I’d happily watch a dark comedy spinoff just about these two, a Catch 22 for the age of corporatized imperial brutality. The Report isn’t that movie, much more concerned as it is with being the Spotlight of torture. And it’s better than Spotlight. The story is bigger, the stakes clearer, and Adam Driver’s labial skillet face is the perfect canvas for the revelation, reserve, and tempered furiousity the role of whistleblower requires. Every Girls hater should be forced to at least acknowledge that the show gave us Adam Driver and show the proper deference. What a gift.
It’s interesting to see this pointed a critique of the national security apparatus in a mainstream Hollywood film, when Hollywood has so long been at worst complicit and at best overly credulous to CIA-backed narratives. The Report is not only a corrective just by its mere existence, it also calls out Zero Dark Thirty by name, for going along with the CIA-pushed narrative that enhanced interrogations helped obtain the information that led to the Bin Laden assassination. It was a movie with five Oscar nominations that was, at best, neutral towards torture and extra-judicial assassination. Driver’s Jones also makes fun of 24, a schlock show that rests on the notion that beating people up will force them to give up the nuclear codes.

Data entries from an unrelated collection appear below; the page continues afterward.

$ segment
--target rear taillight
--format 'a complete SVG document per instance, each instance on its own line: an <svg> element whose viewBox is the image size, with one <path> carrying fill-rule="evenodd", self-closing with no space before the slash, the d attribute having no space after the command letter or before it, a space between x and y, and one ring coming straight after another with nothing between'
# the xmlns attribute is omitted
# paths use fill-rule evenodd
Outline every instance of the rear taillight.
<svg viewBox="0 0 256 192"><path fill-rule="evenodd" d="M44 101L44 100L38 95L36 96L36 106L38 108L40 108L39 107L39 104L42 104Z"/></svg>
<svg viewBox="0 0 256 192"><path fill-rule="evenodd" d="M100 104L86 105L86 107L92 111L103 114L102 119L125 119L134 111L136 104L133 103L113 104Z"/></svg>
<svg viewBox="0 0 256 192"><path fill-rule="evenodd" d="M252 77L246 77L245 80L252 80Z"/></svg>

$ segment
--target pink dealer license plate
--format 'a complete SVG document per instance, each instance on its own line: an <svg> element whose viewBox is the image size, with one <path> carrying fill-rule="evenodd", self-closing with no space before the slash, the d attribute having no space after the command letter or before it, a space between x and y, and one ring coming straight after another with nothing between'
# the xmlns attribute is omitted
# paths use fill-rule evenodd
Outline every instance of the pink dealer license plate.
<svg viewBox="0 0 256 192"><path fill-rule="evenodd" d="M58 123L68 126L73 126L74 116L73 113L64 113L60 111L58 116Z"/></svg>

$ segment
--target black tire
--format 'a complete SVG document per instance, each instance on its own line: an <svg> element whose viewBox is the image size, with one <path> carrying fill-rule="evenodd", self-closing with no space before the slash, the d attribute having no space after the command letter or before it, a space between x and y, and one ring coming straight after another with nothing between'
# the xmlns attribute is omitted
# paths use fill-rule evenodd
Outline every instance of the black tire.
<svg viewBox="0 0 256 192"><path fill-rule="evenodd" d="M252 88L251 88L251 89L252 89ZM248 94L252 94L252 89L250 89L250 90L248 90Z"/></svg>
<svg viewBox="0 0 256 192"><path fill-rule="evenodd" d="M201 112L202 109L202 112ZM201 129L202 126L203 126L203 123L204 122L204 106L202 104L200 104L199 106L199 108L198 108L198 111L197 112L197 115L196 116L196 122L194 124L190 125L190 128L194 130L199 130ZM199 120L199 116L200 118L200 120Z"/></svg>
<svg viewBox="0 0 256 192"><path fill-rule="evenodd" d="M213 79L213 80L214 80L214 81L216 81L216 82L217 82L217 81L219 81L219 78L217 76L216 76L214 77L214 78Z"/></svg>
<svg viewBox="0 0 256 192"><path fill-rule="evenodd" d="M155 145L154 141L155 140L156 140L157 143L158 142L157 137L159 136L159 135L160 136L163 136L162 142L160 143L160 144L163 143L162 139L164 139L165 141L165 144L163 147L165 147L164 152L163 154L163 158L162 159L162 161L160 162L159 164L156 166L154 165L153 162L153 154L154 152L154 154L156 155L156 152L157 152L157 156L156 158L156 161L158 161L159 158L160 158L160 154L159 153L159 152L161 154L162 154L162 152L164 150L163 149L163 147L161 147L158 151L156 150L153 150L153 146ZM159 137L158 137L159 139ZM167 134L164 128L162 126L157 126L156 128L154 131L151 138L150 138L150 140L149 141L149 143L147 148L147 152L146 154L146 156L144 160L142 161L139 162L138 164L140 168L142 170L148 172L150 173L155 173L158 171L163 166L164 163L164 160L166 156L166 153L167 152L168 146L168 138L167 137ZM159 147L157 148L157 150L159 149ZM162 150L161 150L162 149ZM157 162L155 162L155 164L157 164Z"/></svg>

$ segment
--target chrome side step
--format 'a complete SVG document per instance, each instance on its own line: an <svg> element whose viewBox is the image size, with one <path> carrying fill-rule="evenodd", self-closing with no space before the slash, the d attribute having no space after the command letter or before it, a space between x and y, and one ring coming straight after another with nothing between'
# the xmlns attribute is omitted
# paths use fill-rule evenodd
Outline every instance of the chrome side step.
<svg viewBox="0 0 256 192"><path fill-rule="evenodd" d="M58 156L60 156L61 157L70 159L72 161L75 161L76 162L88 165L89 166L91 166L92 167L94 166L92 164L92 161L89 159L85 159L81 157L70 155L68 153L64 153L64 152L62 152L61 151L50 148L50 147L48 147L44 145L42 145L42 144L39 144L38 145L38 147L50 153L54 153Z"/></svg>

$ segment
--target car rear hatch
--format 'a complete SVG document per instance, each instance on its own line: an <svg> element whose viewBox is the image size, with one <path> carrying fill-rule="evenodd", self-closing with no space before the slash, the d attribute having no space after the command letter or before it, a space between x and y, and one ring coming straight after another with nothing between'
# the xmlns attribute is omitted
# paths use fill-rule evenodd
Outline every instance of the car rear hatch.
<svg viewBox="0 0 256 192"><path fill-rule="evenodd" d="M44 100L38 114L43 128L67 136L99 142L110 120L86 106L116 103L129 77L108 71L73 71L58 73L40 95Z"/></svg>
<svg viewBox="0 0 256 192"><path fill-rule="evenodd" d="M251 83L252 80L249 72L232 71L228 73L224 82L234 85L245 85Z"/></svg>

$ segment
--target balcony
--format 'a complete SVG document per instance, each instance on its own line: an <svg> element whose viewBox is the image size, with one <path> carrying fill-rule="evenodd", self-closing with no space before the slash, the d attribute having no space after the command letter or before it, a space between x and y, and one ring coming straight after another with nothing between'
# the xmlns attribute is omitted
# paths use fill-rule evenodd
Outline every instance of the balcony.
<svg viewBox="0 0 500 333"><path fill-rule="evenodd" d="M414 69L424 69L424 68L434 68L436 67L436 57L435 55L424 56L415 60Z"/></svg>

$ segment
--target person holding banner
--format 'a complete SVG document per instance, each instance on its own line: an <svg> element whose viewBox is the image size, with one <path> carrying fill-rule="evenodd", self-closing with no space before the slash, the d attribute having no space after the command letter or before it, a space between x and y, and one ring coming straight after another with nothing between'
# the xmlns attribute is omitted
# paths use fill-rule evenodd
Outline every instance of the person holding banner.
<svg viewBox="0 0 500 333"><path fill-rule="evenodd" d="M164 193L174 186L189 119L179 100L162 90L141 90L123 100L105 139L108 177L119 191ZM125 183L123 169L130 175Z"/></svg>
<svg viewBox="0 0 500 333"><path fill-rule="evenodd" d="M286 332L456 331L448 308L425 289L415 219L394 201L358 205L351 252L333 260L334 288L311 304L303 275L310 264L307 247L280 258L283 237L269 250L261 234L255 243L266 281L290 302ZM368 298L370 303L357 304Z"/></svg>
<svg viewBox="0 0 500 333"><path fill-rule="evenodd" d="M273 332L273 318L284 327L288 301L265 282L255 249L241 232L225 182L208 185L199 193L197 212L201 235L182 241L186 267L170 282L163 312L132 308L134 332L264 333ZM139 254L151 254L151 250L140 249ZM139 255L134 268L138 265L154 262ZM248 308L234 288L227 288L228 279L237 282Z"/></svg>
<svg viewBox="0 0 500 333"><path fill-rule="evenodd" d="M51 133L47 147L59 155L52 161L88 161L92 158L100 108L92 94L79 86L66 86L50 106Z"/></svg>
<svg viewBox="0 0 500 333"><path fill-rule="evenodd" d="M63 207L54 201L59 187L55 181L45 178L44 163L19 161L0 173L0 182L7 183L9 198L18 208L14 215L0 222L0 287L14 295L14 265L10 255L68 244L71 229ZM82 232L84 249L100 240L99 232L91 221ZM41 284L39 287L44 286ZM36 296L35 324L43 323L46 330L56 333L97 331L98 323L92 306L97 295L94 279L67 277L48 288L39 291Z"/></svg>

The Report is equally unsparing of Obama administration. It depicts the White House protecting, and even promoting, torturers in the CIA — out of loyalty towards the CIA for killing Bin Laden and helping Obama win the election. It portrays Obama staffers stalling the report and dragging their feet on prosecuting anyone, hanging the CIA’s dissenters out to dry in the process, in a naive interpretation of Obama’s campaign promise to be “post-partisan.” The Report presents this matter of factly, but it’s downright groundbreaking compared to the quasi-Sovietesque personality cult Obama usually inspires among filmmakers (see Barry, Southside With You). It says a lot that The Report cast Buffalo Bill (Ted Levine, a wonderful character actor whose face and voice have only gotten more terrifying with age) as Obama CIA appointee John Brennan.
By contrast, the film does go a bit soft focus on Dianne Feinstein and John McCain. It depicts Feinstein — played by Annette Bening — as hawkish and politically opportunistic at times, but as someone who will hedge and whinge and delay action but ultimately do the right thing (whether she’s too late in doing the right thing The Report leaves slightly up for interpretation). John McCain is offscreen and unmentioned for most of the movie until he gets his Mr. Smith Goes To Washington moment via stock footage at the end, giving a big, heartfelt speech about the immorality of torture in front of the Senate. It might be a little hard to stomach, an otherwise name-naming movie posthumously cosigning McCain’s fake maverick act, but it is a good speech that works in the narrow confines of the movie.
The Report has just enough humor and absurdity and Adam Driver to cut through its justified righteous indignation. It doesn’t sacrifice importance for entertainment, or vice versa. It’s a movie about the power of naming names that isn’t afraid to name names itself, a movie about admitting mistakes in order to change that represents a symbolic act of Hollywood admitting theirs.